Тим еле подавил матерное слово. Приготовления этих двоих ребят как-то сразу предстали ему в ином свете.
— Они ведь разобьются!
— Вряд ли. Разве что специально пришли свести счеты с жизнью, так тоже бывает… Это не так опасно, как кажется сверху. У трассы есть несколько пологих участков, они смягчают скорость.
— Господи! — пробормотал Тим. — Какой у вас процент несчастных случаев?
— Травмы — от пяти до десяти процентов, летальный исход — до трех процентов. Среди пожилого населения чуть выше. Молодежь мы сюда не пускаем, людям до пятнадцати лет просто не продадут билет до Тар-Лашка.
— До пятнадцати… — Тим вовремя сообразил, что год на Тариоке в два раза дольше, чем на Земле, а старели и взрослели шемин-мингрели примерно с той же скоростью. Вроде бы и помнил об этом, но как-то не прилагал к повседневной жизни.
Тут его осенило внезапной мыслью. — Таня, а сколько тебе лет?
— Двадцать, — ответила она. — Получается, я немножко старше тебя, да?
— Ну, мне как раз только пятнадцать, — нервно хмыкнул Тим, — Могли и билет не продать, неловко бы вышло.
Он хотел было спросить, какого черта, если ей уже сорок, она работает в посольстве секретаршей и живет с теткой, но вовремя прикусил язык. Может быть, ей нравится такая работа. Может быть, жить с теткой у шемин-мингрелей нормально… да, кажется, коммунальное жилье у них не считается плохими условиями, он что-то такое читал.
— На инопланетян эти нормы не распространяются, — успокоила его Таня. — К тому же, вас этот водопад все равно бы вряд ли заинтересовал. Ты же сам сказал: «сумасбродство».
Тем временем те двое, неловко отталкиваясь ногами, перевалились через край — и черными точками понеслись, постепенно набирая ход, вниз по ледяному потоку.
— Это как смерть или как битва, — проговорила Таня медленно, неотрывно глядя на эти черные точки. — Лед медленно скользит мимо. Кажется, что еще можно что-то изменить, уцепиться за берег, но уже нельзя. События вышли из-под твоего контроля. Потом он начинает нестись все быстрее и быстрее, ты сжимаешь зубы и собираешь волю в клубок, только чтобы выстоять… Может ли быть чувство лучше? И если бы нас ждала в конце страховочная сетка, разве это чувство было бы столь острым?

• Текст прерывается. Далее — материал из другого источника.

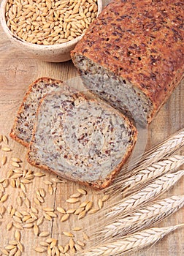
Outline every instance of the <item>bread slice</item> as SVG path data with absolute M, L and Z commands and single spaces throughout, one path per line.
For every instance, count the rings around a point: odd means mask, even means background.
M 112 0 L 72 51 L 85 86 L 141 124 L 183 77 L 180 0 Z
M 71 90 L 53 92 L 41 100 L 28 162 L 101 189 L 119 173 L 137 133 L 126 116 L 105 102 Z
M 40 99 L 47 93 L 64 88 L 61 81 L 49 78 L 40 78 L 29 86 L 15 118 L 10 137 L 28 146 Z

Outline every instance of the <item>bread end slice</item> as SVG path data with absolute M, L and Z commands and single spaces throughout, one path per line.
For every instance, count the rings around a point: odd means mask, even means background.
M 28 162 L 96 189 L 108 187 L 133 150 L 137 131 L 120 112 L 78 93 L 41 101 Z

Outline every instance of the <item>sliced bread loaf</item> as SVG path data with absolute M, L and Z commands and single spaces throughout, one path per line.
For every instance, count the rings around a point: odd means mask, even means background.
M 28 147 L 40 99 L 49 92 L 64 89 L 64 86 L 62 81 L 48 78 L 39 78 L 31 83 L 19 108 L 10 136 Z
M 136 140 L 136 128 L 118 110 L 62 90 L 41 100 L 28 161 L 67 179 L 103 189 L 119 173 Z
M 183 76 L 183 3 L 112 0 L 72 52 L 88 89 L 142 124 Z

Она с иронией поглядела на потерявшего дар речи Тима.
— Обряд посвящения салафодиаков не кажется нам таким ужасным, как он, видимо, кажется тебе. И наше общество не лишено тяге к риску, к преодолению, к опасности, к непослушанию. Мы тоже любим истории о приключениях, драках и хитроумных обманщиках.
— Тогда почему же люди оказались отверженными? — тихо спросил Тим.
— Потому что мы вас боимся, — проговорила Таня. — Ты как-то сказал мне, что наши общественные нормы — ваш идеал. Но и вы… вы вызываете у нас не только отвращение своей жестокостью, своим пренебрежением друг к другу, но и настоящую зависть. Вы по-настоящему живете риском, а мы только иногда позволяем себе. Мы бы хотели… перенять кое-что у вас, изучить вас, сделать понятнее… Научиться чему-то у вас, как мы, галактические расы, учимся друг у друга, научить вас чему-то. Но мы не знаем, с какой стороны к этому подойти.
— Приручить нас, — усмехнулся Тим. — Фишка в том, как говорили у нас в школе, что людей не надо приручать.
— А что надо?
— Принять нас в стаю. Или, — Тим фыркнул, — у вас не стая, хотя и не стадо тоже. У вас, скорее, что-то типа косяка.
Таня приподняла брови — удивление и иронию шемин-мингрели выражали точно так же, как люди.
— Какая богатая биологическая лексика!
А Тиму вдруг стало легко. Он схватил Таню за руку.
— Как насчет скатиться вниз с этой горочки? — спросил он. — У меня есть деньги на прокат ледянок.
— Они выдаются бесплатно, но… — она нахмурилась. — Ты же только что не хотел рисковать!
— А теперь перехотел. И это не риск. Я отлично тренирован. Спорим, среди сорохов, да еще армейцев, процент летальных повреждений был бы меньше единицы? Мы возьмем длинную ледянку, наверняка есть же такие, для двоих, для троих?
— Есть, конечно, и я точно знаю, что вы, сорохи, куда крепче нас даже без специальной тренировки, — Таня пожала его руку в ответ. — Но я…
— Или ты не дочь своего народа? — хмыкнул Тим.
— А, пусть! — Таня тряхнула головой. — Только надо Джека отвести на станцию.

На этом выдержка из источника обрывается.